During the Lacalle Herrera administration, he was the first director of the National Youth Institute (INJU), a position he held until 1995, and from that position he promoted the 'Youth Card' program. At the same time and since 1992, he presided over the National Post Office of Uruguay.

In 1994 he endorsed Alberto Volonté for president, by joining the Propuesta Nacional sector led by Álvaro Ramos Trigo. In the election that year Gandini was re-elected as National Representative, but he joined the Senate after the appointment of Ramos Trigo as foreign minister in the administration of Julio María Sanguinetti.

In 2004 he joined the National Alliance and was elected National Representative. For the 2009 presidential primaries he endorsed Jorge Larrañaga for president. Gandini's 2004-50 list was the most voted in Montevideo among those in the National Alliance sector, so he was re-elected National Representative for the 47th Legislature. In June 2012 he announced that he would run for Intendant of Montevideo in the 2015 municipal elections. However, in December 2014 he withdrew his candidacy for the Concertation Party (an alliance between the National and Colorado parties) because the Herrerist faction of the National Party defeated the Wilsonist in that year's election. Instead, the party decided to nominate Álvaro Garcé. Simultaneously, Gandini was re-elected National Representative for the 48th Legislature in the 2014 general election.

In the 2019 presidential primaries Gandini supported Jorge Larrañaga for president. In the general election he supported the party's candidate Luis Lacalle Pou and was elected Senator of the Republic. In the campaign leading up to the referendum on the Law of Urgent Consideration of 2022, Gandini was one of the main National Party politicians in defense of the law.
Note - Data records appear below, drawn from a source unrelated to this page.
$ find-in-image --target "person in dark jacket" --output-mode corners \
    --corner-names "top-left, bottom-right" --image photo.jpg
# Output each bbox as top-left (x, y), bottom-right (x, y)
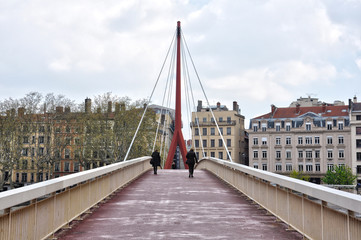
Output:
top-left (186, 148), bottom-right (198, 177)
top-left (151, 149), bottom-right (160, 174)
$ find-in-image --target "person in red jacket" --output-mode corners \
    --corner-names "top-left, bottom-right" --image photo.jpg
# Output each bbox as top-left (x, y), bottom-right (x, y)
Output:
top-left (186, 148), bottom-right (198, 178)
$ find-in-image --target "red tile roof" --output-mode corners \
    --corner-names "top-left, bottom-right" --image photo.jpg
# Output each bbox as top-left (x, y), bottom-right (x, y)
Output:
top-left (254, 105), bottom-right (348, 119)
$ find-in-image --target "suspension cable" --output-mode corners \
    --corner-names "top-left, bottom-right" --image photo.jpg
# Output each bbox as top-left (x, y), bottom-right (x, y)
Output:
top-left (123, 31), bottom-right (177, 161)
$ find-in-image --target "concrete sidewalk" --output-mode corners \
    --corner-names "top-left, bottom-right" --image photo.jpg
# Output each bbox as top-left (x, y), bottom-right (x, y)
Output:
top-left (57, 170), bottom-right (302, 240)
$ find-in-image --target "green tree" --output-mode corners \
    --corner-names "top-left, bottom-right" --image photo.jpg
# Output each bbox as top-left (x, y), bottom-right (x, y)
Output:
top-left (290, 170), bottom-right (310, 182)
top-left (322, 165), bottom-right (357, 185)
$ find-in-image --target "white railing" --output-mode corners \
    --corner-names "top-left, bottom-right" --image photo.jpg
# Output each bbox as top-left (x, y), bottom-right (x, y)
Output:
top-left (197, 158), bottom-right (361, 240)
top-left (0, 157), bottom-right (151, 240)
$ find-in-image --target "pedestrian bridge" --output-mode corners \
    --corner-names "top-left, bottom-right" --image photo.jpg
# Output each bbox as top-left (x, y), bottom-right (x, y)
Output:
top-left (0, 157), bottom-right (361, 239)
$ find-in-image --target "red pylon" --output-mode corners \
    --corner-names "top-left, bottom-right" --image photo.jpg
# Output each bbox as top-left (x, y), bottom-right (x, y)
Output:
top-left (164, 21), bottom-right (188, 169)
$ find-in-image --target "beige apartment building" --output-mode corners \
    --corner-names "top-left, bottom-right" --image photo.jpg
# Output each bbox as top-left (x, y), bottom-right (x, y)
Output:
top-left (349, 97), bottom-right (361, 183)
top-left (248, 101), bottom-right (352, 183)
top-left (191, 101), bottom-right (248, 164)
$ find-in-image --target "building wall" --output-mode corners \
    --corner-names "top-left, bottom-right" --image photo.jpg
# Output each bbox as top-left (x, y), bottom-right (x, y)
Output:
top-left (191, 100), bottom-right (245, 163)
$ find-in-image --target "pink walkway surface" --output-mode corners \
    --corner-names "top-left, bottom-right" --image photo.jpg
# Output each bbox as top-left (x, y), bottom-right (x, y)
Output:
top-left (57, 170), bottom-right (302, 240)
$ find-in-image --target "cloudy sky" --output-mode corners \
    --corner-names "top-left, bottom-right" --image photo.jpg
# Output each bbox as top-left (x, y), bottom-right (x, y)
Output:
top-left (0, 0), bottom-right (361, 138)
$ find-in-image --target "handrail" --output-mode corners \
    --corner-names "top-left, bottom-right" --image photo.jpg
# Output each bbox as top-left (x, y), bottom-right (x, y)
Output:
top-left (200, 157), bottom-right (361, 213)
top-left (0, 157), bottom-right (150, 210)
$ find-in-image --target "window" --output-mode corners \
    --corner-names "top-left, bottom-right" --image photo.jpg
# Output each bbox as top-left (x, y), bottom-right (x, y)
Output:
top-left (262, 163), bottom-right (267, 171)
top-left (253, 150), bottom-right (258, 158)
top-left (338, 122), bottom-right (343, 130)
top-left (227, 139), bottom-right (232, 147)
top-left (64, 162), bottom-right (70, 172)
top-left (74, 162), bottom-right (79, 172)
top-left (21, 173), bottom-right (28, 182)
top-left (315, 163), bottom-right (321, 172)
top-left (203, 128), bottom-right (207, 136)
top-left (327, 149), bottom-right (333, 158)
top-left (276, 163), bottom-right (282, 171)
top-left (338, 149), bottom-right (345, 158)
top-left (327, 122), bottom-right (332, 130)
top-left (203, 140), bottom-right (207, 147)
top-left (253, 124), bottom-right (258, 132)
top-left (327, 163), bottom-right (333, 171)
top-left (298, 150), bottom-right (303, 158)
top-left (286, 163), bottom-right (292, 172)
top-left (276, 151), bottom-right (281, 159)
top-left (276, 123), bottom-right (281, 132)
top-left (262, 150), bottom-right (267, 159)
top-left (65, 149), bottom-right (70, 159)
top-left (262, 123), bottom-right (267, 132)
top-left (227, 127), bottom-right (232, 135)
top-left (298, 163), bottom-right (303, 172)
top-left (21, 148), bottom-right (29, 156)
top-left (356, 127), bottom-right (361, 135)
top-left (286, 150), bottom-right (292, 159)
top-left (356, 152), bottom-right (361, 161)
top-left (315, 150), bottom-right (320, 159)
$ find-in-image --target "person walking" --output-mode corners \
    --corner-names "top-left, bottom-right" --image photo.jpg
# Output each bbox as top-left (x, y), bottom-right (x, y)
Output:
top-left (150, 149), bottom-right (160, 174)
top-left (186, 148), bottom-right (198, 178)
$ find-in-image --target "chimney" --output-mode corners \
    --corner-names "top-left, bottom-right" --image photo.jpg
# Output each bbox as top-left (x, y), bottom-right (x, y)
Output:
top-left (322, 103), bottom-right (326, 113)
top-left (197, 100), bottom-right (202, 112)
top-left (115, 103), bottom-right (120, 113)
top-left (108, 101), bottom-right (113, 113)
top-left (18, 107), bottom-right (25, 117)
top-left (55, 107), bottom-right (63, 113)
top-left (296, 103), bottom-right (301, 114)
top-left (85, 98), bottom-right (92, 113)
top-left (271, 104), bottom-right (277, 116)
top-left (233, 101), bottom-right (239, 113)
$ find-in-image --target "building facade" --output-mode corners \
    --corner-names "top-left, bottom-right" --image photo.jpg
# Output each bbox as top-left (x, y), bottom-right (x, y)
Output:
top-left (349, 97), bottom-right (361, 183)
top-left (191, 101), bottom-right (248, 164)
top-left (248, 101), bottom-right (352, 183)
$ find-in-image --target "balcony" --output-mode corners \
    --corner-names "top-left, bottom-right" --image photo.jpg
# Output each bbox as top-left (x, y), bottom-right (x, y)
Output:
top-left (190, 120), bottom-right (236, 127)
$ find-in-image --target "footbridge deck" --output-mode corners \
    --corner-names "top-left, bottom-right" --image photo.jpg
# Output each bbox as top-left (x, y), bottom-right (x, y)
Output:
top-left (58, 170), bottom-right (302, 240)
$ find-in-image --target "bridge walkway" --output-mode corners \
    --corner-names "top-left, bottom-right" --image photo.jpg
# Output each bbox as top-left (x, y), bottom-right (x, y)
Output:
top-left (56, 170), bottom-right (302, 240)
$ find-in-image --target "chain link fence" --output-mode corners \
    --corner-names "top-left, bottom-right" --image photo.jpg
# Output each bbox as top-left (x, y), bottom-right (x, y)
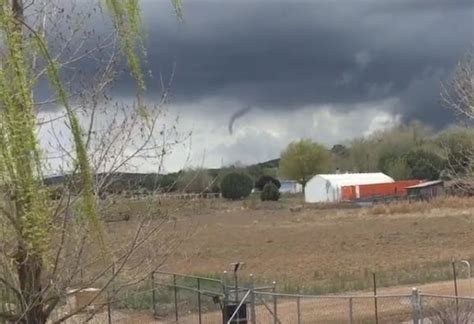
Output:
top-left (4, 272), bottom-right (474, 324)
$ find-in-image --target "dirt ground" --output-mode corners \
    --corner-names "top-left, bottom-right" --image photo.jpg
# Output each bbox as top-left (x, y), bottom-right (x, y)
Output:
top-left (134, 198), bottom-right (474, 285)
top-left (67, 197), bottom-right (474, 323)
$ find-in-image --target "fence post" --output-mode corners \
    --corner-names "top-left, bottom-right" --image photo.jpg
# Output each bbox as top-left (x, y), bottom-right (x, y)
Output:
top-left (250, 274), bottom-right (257, 324)
top-left (411, 288), bottom-right (421, 324)
top-left (197, 278), bottom-right (202, 324)
top-left (173, 274), bottom-right (178, 322)
top-left (349, 297), bottom-right (354, 324)
top-left (272, 281), bottom-right (278, 324)
top-left (296, 296), bottom-right (301, 324)
top-left (151, 271), bottom-right (157, 318)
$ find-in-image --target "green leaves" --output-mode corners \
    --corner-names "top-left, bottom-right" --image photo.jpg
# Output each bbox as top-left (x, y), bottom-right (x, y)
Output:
top-left (279, 139), bottom-right (331, 186)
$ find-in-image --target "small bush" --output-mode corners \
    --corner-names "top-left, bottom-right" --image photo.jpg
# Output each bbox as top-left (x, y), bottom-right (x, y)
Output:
top-left (221, 172), bottom-right (253, 200)
top-left (255, 175), bottom-right (281, 191)
top-left (260, 182), bottom-right (280, 201)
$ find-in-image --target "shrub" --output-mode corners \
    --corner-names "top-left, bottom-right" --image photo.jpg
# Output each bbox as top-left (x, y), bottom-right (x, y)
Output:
top-left (221, 172), bottom-right (253, 200)
top-left (255, 175), bottom-right (281, 191)
top-left (260, 182), bottom-right (280, 201)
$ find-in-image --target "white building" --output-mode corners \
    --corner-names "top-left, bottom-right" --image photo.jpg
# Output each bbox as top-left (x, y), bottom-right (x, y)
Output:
top-left (304, 172), bottom-right (394, 203)
top-left (279, 180), bottom-right (303, 194)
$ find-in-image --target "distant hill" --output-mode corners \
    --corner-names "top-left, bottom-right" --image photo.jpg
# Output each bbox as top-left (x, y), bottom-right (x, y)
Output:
top-left (44, 159), bottom-right (280, 193)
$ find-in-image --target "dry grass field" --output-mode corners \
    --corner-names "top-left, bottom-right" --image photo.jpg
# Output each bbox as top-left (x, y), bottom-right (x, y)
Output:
top-left (59, 197), bottom-right (474, 323)
top-left (108, 197), bottom-right (474, 293)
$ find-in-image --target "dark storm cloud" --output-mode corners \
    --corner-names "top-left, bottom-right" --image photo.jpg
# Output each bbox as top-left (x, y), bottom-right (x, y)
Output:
top-left (112, 0), bottom-right (474, 126)
top-left (228, 106), bottom-right (252, 135)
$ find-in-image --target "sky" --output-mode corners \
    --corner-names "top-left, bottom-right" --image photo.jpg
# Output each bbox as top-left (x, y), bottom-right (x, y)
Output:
top-left (39, 0), bottom-right (474, 172)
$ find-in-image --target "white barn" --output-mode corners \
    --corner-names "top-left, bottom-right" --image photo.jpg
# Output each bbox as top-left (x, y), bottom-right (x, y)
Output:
top-left (304, 172), bottom-right (394, 203)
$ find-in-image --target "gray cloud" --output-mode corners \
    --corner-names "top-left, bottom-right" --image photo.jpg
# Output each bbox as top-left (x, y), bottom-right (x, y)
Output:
top-left (228, 106), bottom-right (252, 135)
top-left (107, 0), bottom-right (474, 126)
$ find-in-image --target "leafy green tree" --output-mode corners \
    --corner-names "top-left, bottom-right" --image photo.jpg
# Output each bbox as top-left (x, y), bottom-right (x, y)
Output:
top-left (260, 182), bottom-right (280, 201)
top-left (404, 149), bottom-right (445, 180)
top-left (436, 127), bottom-right (474, 177)
top-left (221, 172), bottom-right (253, 200)
top-left (279, 139), bottom-right (332, 191)
top-left (177, 168), bottom-right (213, 193)
top-left (0, 0), bottom-right (181, 324)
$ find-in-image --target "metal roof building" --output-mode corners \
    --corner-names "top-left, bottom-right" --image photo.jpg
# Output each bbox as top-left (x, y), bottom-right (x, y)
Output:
top-left (305, 172), bottom-right (394, 203)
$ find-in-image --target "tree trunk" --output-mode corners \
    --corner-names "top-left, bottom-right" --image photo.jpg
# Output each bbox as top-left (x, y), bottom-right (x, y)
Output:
top-left (15, 246), bottom-right (47, 324)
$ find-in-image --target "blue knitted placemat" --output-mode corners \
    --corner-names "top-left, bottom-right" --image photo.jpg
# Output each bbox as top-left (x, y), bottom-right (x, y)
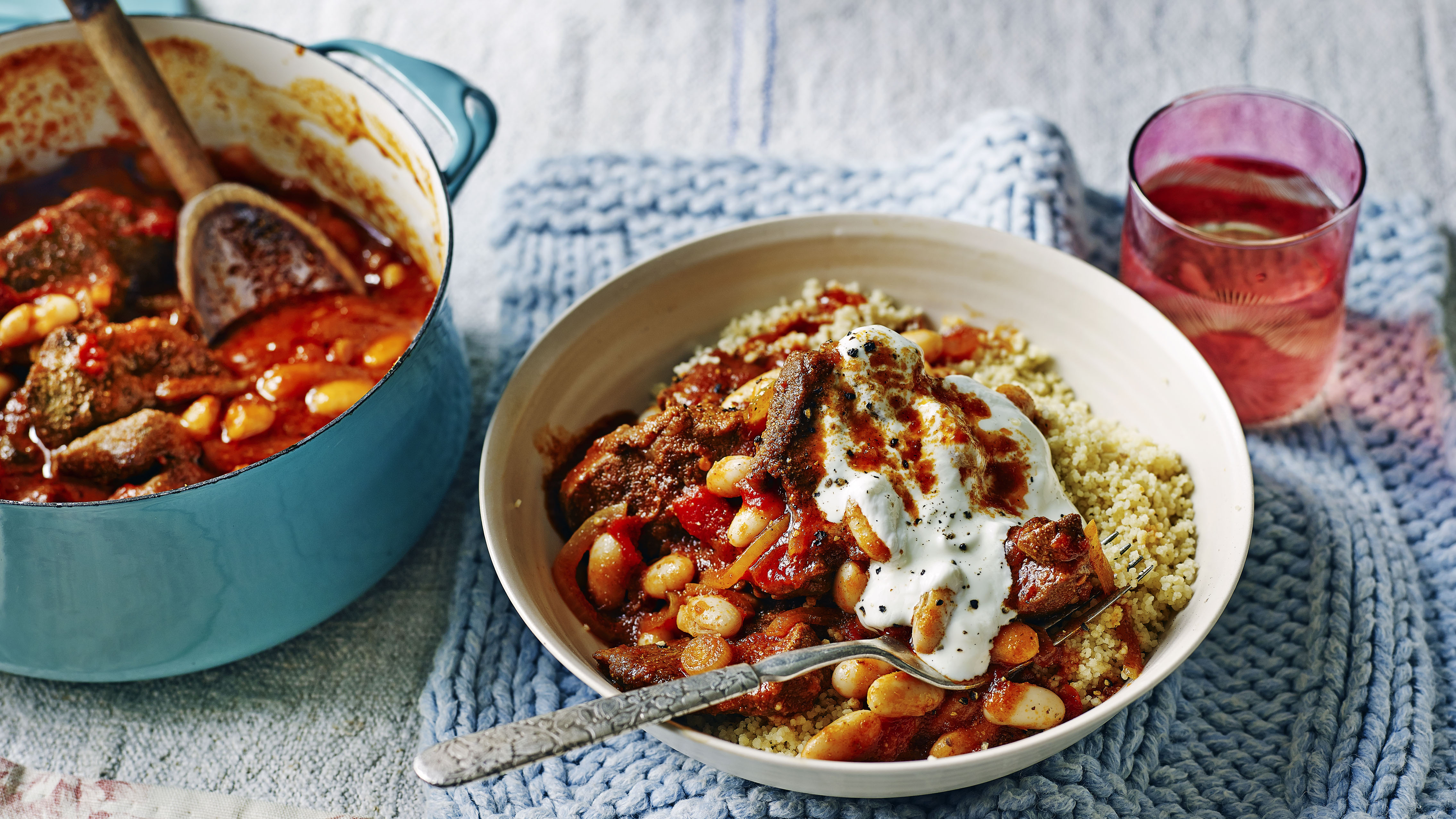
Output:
top-left (421, 112), bottom-right (1456, 819)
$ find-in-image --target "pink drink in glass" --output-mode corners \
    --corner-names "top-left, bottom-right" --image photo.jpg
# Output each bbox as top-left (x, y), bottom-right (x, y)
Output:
top-left (1121, 89), bottom-right (1364, 424)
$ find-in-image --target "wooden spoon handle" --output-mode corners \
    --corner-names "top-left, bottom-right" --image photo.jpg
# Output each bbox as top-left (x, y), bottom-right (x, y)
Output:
top-left (65, 0), bottom-right (221, 200)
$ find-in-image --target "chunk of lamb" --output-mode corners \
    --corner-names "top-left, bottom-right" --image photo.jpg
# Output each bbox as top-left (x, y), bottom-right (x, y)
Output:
top-left (0, 188), bottom-right (176, 309)
top-left (51, 410), bottom-right (201, 488)
top-left (111, 460), bottom-right (213, 500)
top-left (25, 318), bottom-right (243, 449)
top-left (593, 622), bottom-right (824, 717)
top-left (1005, 514), bottom-right (1101, 615)
top-left (748, 344), bottom-right (850, 597)
top-left (560, 405), bottom-right (753, 529)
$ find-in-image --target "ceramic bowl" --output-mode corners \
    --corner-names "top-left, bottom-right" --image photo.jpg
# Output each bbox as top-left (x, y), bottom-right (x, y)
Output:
top-left (481, 214), bottom-right (1252, 797)
top-left (0, 18), bottom-right (495, 680)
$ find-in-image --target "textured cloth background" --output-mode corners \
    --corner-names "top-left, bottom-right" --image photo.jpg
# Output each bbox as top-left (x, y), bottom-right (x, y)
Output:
top-left (421, 112), bottom-right (1456, 819)
top-left (0, 0), bottom-right (1456, 819)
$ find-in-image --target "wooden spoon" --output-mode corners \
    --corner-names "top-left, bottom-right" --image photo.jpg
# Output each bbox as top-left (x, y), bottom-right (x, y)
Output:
top-left (65, 0), bottom-right (364, 342)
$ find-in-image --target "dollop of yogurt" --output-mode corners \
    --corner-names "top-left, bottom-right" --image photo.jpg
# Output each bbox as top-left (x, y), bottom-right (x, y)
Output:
top-left (815, 325), bottom-right (1076, 679)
== Presidential campaign (2023–2024) ==
Gandini declared on several occasions since 2022 that a candidate from the Wilsonist faction of the party should run in the 2024 presidential primaries. He also declared that the other potential nationalist pre-candidates Álvaro Delgado Ceretta and Laura Raffo came from the same party faction, Herrerism. On October 18, 2023 he officially announced his candidacy for president, becoming the first major candidate to announce a run for the 2024 National presidential primaries.

In the National Party primary election on June 30, 2024, Gandini obtained 5,8 % of the vote, placing third behind Álvaro Delgado Ceretta―who was elected the party's candidate for the general election―and Laura Raffo.